I would like to create a partially synthetic dataset (along the lines of Stephen P. Jenkins’ “Measuring inequality using censored data:
a multiple-imputation approach to estimation and inference”
, but Bayesian). As a first step I’m sampling one random value from the posterior of each censored value and attaching it to the observed data.

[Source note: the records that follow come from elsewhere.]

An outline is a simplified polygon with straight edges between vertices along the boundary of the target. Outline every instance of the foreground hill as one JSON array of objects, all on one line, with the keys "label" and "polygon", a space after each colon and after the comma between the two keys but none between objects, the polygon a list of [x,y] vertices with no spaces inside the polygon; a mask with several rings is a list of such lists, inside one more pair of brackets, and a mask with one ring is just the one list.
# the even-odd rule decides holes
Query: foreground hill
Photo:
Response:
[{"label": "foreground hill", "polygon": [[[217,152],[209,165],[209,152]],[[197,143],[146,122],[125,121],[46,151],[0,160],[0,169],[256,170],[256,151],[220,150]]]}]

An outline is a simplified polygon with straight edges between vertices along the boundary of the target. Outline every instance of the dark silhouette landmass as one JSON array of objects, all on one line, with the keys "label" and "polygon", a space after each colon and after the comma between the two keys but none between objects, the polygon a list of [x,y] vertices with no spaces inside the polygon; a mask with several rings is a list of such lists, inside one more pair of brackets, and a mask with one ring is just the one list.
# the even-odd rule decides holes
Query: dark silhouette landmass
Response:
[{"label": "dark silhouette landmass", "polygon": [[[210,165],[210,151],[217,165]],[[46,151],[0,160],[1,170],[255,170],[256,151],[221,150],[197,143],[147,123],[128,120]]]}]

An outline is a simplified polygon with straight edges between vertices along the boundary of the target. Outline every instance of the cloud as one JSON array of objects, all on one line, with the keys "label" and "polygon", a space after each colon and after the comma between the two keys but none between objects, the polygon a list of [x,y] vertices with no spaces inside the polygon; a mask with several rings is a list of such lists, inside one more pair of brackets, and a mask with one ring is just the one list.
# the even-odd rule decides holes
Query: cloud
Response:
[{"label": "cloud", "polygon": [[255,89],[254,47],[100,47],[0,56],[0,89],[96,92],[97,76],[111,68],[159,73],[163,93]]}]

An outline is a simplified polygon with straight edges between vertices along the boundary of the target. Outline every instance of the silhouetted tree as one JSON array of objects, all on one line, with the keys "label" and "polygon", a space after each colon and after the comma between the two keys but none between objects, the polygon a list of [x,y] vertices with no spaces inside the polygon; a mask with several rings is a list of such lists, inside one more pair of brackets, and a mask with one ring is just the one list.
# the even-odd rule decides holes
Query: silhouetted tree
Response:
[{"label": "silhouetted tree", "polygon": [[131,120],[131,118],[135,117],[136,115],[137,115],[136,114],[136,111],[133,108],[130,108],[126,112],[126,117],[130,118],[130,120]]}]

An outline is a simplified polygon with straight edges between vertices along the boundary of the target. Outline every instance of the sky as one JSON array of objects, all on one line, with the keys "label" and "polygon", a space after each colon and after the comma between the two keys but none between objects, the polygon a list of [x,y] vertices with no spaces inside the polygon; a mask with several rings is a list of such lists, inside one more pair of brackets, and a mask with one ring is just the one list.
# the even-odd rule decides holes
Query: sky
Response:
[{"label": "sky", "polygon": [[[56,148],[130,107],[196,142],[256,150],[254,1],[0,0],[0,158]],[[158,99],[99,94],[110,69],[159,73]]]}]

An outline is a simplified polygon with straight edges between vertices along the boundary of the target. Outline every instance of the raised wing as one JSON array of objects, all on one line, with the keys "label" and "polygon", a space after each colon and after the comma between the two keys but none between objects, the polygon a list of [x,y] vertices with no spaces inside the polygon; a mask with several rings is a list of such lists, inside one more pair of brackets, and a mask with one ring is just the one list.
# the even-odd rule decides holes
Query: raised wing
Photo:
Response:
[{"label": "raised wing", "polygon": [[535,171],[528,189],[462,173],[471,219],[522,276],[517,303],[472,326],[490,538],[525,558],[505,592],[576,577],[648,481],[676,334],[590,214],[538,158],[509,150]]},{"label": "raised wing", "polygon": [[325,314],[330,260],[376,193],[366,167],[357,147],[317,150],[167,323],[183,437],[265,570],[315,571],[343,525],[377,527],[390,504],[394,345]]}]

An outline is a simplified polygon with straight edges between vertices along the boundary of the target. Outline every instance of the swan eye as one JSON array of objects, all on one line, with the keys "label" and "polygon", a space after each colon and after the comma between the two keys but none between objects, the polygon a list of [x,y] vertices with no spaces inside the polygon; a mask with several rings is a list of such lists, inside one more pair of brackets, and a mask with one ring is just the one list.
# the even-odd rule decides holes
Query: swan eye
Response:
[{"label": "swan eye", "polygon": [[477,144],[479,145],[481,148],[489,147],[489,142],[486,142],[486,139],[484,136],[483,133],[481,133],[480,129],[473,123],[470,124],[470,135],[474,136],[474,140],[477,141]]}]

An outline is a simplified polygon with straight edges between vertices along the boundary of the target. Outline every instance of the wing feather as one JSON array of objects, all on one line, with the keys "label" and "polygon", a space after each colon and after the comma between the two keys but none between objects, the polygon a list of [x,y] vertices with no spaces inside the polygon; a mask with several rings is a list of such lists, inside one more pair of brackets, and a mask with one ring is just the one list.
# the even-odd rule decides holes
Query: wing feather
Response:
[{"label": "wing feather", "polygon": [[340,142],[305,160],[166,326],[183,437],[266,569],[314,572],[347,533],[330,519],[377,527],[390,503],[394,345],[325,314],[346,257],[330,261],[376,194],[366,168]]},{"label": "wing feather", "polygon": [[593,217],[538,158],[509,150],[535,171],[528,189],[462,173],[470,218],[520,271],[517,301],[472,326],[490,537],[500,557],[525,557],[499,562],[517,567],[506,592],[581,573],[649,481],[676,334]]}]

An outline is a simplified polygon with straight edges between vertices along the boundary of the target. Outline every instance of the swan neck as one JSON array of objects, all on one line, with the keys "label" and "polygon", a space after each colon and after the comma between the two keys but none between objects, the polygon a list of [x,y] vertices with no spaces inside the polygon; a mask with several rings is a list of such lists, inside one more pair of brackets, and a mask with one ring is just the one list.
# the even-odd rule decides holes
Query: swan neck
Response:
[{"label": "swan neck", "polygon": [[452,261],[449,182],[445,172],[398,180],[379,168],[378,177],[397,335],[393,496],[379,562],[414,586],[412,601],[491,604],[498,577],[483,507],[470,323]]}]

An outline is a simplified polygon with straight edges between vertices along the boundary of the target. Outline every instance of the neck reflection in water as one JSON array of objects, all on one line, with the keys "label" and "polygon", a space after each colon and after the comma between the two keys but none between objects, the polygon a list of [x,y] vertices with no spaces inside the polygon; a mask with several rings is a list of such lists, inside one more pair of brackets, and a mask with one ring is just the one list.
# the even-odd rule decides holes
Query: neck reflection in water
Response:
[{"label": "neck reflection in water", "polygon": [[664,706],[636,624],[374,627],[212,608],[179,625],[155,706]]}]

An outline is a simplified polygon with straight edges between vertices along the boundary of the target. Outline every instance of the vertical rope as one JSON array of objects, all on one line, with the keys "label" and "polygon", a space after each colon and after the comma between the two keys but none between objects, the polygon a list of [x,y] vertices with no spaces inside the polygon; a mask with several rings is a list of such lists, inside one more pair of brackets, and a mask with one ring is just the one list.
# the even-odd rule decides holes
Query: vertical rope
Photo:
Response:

The code I’m running is just a basic example using censored lognormal data:

``````stan.mix.cen.test="
data {
int<lower=0> N_obs;
int<lower=0> N_cens;
real y_obs[N_obs];
real U;
}
parameters {
real<lower=U> y_cens[N_cens];
real<lower=0> mu;
real<lower=0> sigma;
}
model {
y_obs ~ lognormal(mu,sigma);
y_cens ~ lognormal(mu, sigma);
}"

``````
``````set.seed(123)
y <- rlnorm(5000,10.5,.65)
U<-100000
N.cens <- length(y[y>U])
ycens <- y[y<U]
dataList = list(y_obs = ycens , N_obs = length(ycens), U=U, N_cens = N.cens)
cenfit = stan(model_code=stan.mix.cen.test, data=dataList,
chains=4 , iter=200 , warmup=200)

stan.out = data.frame(extract(cenfit))

ys = stan.out[,1:N.cens]
y.cens.samp <- apply(ys,2,sample,size=1)

post.data = data.frame("y"=c(as.numeric(ycens),as.numeric(y.cens.samp)))

``````
1 Like

I realize that taking the maximum posterior value of y_cens is not the right way of creating the synthetic data.

There’s a chapter in the user’s guide section of the manual that explains how to code up censoring and truncation in Stan.